Era rica, extraordinariamente rica, millonaria,
nadando entre los restos de todas las migajas que me dejaban
de regalo cada día.
Calculaba mis rentas, ahorraba y gastaba dependiendo
del saldo, del color de la mierda del dinero,
de la inflación, del gasto, de la extracción de la mina más profunda y lejana.
Compraba latifundios, difundía. Inundaba pantanos.
Con mi inmenso poder adquiría una ciudad y hacía un milagro,
es decir, la convertía en pozos de petróleo y devaneo.
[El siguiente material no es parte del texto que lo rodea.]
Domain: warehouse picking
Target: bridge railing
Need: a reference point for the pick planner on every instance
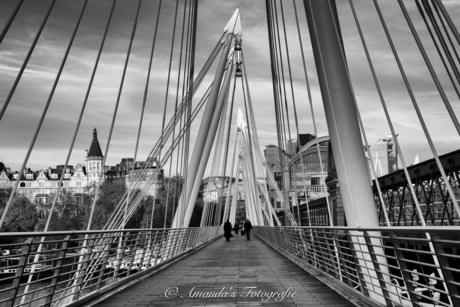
(60, 268)
(387, 266)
La ciudad es un vulgo, divulgaba a los vientos.
Mi poder conquistaba lunas y sonetos y mi mierda crecía,
cambiaba de color, no olía a mierda.
Yo no hacía feliz a nadie. No tenía obligación. Ni yo misma lo era,
pero nadie sabía en qué consistía eso y nadie lo añoraba.
Y pasaban los días y los años, y la costumbre de ser rica empobrecía
y me quitaba la ilusión de serlo.
Masticaba chicle, me miraba al espejo, recordaba un pasado, me aburría.
Ya no sabía en qué gastar dinero. Todo el mundo era mío
y me sobraba todo. Más sola que la una, podrida de dinero,
todo el tiempo del mundo y sin nada que hacer para perder el tiempo.
Simplemente y como era mío, lo mataba…
El tiempo renacía todo el tiempo. Me ahogaba. Me aburría.
El tiempo se vengaba de mí
y tal como yo lo había matado me mataba.